Сбросив дорогой плащ на руки Мартена, врачеватель, брезгливо скривив губы, смотрел, как Дуги хрипло дышит открытым ртом и сучит ногами по мокрой простыне. Указав на багровые сочащиеся сукровицей порезы и пузыри, велел ученику:
– Смажь ему кожу биттером, только не трать больше четверти пузырька… И влей в ноздри по пять капель черного забвейника, – от его хрипения голова лопается.
Юноша раскрыл кожаный сундучок и начал перебирать склянки, деревянные шкатулки, баночки разных размеров и форм, холщовые и замшевые мешочки, тонкие ремни, неприятные на вид железные инструменты. Барнабас с раздражением поторопил его, и тот, наконец, нашел нужную жестяную банку. Затем, стараясь не коснуться больного, плоской лопаточкой стал мазать ему распухшее лицо и шею желто-зеленой мазью. Остро запахло чем-то свежим и горьким похожим на запах полыни, смешанной с водорослями.
– Дурак, – резко бросил лекарь, ткнув в спину ученика концом белого резного посоха, – сколько тебе долбить, что в тяжких случаях сперва дают снадобье в рот, а уж потом телеса мажут… Да не суетись уже, бестолочь, делай, что делаешь, только тоньше-тоньше слой накладывай, или на сутки без еды останешься, – сверкнул он глазами и повернулся к переминающейся с ноги на ногу матери Дуги.

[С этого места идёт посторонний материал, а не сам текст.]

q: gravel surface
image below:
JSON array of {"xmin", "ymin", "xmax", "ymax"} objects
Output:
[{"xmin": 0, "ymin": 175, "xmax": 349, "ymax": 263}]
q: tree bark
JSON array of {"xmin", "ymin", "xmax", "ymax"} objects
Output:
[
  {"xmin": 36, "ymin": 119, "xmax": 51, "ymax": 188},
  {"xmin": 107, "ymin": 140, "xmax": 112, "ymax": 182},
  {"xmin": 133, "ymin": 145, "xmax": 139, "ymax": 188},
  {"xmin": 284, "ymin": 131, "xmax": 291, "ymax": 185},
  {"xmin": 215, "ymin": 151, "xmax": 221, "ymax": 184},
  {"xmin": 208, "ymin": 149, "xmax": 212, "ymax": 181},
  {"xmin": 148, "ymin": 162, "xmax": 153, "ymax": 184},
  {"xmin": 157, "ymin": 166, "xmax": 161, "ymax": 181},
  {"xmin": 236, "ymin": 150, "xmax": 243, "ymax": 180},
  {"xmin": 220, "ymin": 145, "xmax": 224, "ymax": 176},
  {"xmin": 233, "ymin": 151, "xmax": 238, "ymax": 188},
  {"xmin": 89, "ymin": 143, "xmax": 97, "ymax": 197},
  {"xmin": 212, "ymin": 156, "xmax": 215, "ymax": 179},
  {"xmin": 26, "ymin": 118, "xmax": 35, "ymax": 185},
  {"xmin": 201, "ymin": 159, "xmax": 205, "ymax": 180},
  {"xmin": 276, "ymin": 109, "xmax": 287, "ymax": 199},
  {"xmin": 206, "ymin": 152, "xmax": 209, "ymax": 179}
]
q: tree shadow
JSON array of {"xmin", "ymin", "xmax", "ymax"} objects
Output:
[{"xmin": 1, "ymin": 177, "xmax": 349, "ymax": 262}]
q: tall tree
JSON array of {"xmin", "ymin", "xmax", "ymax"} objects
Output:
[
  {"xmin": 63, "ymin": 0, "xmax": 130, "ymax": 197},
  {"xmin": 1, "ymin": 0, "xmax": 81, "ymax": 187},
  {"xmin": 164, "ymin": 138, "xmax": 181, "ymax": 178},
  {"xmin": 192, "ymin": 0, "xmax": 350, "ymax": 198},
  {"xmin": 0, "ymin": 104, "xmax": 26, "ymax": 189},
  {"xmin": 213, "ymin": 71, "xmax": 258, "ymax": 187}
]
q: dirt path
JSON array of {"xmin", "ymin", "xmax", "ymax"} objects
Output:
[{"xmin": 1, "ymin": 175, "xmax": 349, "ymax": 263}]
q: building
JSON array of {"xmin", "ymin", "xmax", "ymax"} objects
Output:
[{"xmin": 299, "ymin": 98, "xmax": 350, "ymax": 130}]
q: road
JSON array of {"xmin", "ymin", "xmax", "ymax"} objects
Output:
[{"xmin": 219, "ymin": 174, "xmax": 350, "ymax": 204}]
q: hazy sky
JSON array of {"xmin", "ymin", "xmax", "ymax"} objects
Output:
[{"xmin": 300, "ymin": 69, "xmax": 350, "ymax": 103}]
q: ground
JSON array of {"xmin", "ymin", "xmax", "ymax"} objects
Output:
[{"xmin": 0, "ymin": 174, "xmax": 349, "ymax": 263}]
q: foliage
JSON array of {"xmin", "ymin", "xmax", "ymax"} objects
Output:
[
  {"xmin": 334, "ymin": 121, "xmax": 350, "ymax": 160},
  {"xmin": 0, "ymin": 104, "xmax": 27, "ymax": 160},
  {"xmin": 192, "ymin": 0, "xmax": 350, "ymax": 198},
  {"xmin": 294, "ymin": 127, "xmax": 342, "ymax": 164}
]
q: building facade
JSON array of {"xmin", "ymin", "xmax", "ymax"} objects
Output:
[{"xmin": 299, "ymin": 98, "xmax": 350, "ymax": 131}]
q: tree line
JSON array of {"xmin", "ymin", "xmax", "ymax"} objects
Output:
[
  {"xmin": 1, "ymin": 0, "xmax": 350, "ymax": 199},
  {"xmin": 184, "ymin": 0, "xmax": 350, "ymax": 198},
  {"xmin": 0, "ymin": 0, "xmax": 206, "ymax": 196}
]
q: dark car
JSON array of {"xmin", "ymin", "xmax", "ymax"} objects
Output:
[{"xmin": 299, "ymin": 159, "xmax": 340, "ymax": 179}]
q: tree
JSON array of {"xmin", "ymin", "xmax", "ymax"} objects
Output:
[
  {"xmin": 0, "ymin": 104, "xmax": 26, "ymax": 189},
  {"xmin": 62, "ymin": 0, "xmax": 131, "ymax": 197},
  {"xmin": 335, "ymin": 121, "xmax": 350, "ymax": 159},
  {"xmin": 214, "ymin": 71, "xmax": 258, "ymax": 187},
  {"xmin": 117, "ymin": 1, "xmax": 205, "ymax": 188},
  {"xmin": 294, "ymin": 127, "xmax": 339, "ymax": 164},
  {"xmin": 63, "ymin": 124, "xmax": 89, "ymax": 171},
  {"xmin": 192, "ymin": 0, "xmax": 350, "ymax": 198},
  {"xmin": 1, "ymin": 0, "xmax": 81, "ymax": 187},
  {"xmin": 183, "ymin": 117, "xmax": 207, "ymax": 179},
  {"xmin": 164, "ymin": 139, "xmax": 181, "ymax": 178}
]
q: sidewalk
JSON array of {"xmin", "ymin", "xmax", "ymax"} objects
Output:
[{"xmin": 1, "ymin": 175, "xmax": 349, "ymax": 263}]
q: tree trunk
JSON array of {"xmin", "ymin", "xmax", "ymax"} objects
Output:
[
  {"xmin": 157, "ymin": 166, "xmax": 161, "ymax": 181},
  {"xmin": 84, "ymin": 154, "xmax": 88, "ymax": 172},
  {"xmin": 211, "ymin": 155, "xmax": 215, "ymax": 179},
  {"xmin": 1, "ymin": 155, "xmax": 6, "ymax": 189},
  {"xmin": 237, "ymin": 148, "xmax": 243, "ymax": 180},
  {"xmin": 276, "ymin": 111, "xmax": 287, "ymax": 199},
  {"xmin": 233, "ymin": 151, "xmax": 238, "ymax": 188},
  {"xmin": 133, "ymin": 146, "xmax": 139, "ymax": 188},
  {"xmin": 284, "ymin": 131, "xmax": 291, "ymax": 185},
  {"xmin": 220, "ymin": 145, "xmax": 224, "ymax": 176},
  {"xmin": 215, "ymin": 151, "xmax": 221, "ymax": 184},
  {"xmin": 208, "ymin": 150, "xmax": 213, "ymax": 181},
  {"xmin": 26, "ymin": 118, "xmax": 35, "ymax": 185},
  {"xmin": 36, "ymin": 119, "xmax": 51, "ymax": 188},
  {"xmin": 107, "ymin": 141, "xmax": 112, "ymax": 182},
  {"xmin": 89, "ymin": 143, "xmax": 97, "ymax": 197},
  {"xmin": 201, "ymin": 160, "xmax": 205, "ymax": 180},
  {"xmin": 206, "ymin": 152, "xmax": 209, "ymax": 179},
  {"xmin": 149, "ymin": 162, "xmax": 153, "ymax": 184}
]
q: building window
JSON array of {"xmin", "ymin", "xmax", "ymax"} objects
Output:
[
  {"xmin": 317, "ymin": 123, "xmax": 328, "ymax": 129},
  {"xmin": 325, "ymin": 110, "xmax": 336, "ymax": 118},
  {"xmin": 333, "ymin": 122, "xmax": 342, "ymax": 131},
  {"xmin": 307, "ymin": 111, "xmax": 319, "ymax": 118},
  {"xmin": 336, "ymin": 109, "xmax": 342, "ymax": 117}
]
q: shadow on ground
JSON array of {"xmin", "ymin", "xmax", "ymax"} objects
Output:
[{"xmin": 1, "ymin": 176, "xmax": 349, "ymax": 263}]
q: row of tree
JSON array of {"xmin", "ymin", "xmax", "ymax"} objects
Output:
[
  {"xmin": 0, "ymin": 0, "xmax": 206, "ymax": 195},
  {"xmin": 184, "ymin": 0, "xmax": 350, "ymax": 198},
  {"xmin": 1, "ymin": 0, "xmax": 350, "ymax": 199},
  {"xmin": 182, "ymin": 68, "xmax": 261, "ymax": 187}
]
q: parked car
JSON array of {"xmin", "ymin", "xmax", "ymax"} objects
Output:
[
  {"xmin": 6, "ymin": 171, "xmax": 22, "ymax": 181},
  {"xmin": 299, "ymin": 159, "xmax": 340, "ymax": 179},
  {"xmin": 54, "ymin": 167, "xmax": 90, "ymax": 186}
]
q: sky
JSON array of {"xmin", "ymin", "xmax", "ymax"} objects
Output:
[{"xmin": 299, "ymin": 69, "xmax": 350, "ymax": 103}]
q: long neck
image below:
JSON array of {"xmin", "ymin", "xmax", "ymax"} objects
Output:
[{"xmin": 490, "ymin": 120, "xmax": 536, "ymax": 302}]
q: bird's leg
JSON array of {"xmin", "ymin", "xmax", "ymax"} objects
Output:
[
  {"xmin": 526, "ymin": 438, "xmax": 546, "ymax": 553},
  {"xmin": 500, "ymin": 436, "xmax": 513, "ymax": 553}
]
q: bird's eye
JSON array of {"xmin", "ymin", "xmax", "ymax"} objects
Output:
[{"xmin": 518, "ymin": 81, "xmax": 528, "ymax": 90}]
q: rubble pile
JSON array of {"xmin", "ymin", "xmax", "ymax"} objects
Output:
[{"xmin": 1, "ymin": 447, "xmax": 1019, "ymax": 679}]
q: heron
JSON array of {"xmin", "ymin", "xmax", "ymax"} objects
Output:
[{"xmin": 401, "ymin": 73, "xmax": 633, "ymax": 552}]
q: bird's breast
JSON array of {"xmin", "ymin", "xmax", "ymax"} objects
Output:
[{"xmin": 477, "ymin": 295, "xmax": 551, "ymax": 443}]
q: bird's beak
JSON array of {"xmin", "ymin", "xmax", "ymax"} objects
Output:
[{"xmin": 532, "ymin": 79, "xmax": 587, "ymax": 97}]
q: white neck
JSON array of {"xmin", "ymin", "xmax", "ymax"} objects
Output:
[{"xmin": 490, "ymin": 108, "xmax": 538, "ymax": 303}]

– Ну что ж… уважаемая, хрипеть он теперь станет потише. Я потратил ценное и редкое средство, чтобы унять боль, – со значением произнес лекарь, выразительно глядя ей в глаза. Улла мелко закивала и, беспрестанно оглядываясь, быстро вышла, переваливаясь, как утка. Меж тем, Дуги, не переставая дергать ногами, уже не хрипел, – из его груди вырывался лишь странный грубый свист. Глаза исчезли под багровыми распухшими, как оладьи, веками. Лекарь, с неудовольствием обежав больного глазами, нетерпеливо повернулся к двери.

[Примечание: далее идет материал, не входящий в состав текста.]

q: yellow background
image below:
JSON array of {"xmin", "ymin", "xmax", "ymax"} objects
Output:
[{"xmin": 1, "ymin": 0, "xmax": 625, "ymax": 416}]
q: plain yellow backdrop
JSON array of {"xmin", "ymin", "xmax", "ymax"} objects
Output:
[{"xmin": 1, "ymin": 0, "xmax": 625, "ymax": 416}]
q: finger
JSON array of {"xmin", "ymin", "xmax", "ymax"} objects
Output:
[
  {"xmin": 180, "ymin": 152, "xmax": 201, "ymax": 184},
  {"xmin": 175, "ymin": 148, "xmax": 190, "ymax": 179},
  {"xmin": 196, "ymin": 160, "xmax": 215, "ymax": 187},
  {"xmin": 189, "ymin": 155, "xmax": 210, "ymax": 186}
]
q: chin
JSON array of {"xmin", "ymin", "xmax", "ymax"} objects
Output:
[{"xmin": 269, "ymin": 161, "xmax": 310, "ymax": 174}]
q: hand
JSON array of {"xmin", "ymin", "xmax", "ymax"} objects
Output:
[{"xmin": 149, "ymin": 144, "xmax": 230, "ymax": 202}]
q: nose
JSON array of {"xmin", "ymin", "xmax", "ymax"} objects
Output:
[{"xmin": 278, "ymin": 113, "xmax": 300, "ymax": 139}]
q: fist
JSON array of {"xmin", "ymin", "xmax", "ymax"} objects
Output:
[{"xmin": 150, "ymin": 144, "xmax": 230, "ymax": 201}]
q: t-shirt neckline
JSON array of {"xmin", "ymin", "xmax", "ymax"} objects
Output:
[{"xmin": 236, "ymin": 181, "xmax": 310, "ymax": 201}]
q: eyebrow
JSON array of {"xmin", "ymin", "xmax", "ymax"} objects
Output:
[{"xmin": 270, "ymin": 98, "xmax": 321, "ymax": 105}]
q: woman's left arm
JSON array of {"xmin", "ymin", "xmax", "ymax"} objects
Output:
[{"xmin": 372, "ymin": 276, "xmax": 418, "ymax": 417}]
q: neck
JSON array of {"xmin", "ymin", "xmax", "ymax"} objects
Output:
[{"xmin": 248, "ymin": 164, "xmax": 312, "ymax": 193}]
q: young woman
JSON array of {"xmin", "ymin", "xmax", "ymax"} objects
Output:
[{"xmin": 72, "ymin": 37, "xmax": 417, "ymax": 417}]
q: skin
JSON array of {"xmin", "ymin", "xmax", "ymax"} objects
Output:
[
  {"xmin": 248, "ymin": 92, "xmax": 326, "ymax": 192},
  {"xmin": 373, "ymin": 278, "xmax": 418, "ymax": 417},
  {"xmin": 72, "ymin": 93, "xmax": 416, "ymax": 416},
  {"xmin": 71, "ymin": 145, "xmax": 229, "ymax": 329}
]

– Да когда ж ему станет легче, достопочтенный господин Барнабас, он уж задыхается, – не удержался папаша Мартен, заглядывая врачевателю в глаза. Барнабас раздраженно глянул на непонятливого простолюдина:
– Яд розовых медуз в такой дозе, какую получил больной, смертелен. Иногда пациента можно спасти, обильно напоив его свиной мочой и пустив кровь, но в этом случае – слишком поздно. Я сделал все, чтобы больной перестал кричать, – и вам нужно день и ночь благодарить за это Жизнедателя.
Мартен Ри тупо смотрел на врачевателя, не умея сразу осознать весь ужас сказанного. А Бренна будто по голове ударили – что? Дуги умрет? Уши резал жуткий свистящий звук, – шея у Дуги распухла еще сильнее и лоснилась, вены вздулись…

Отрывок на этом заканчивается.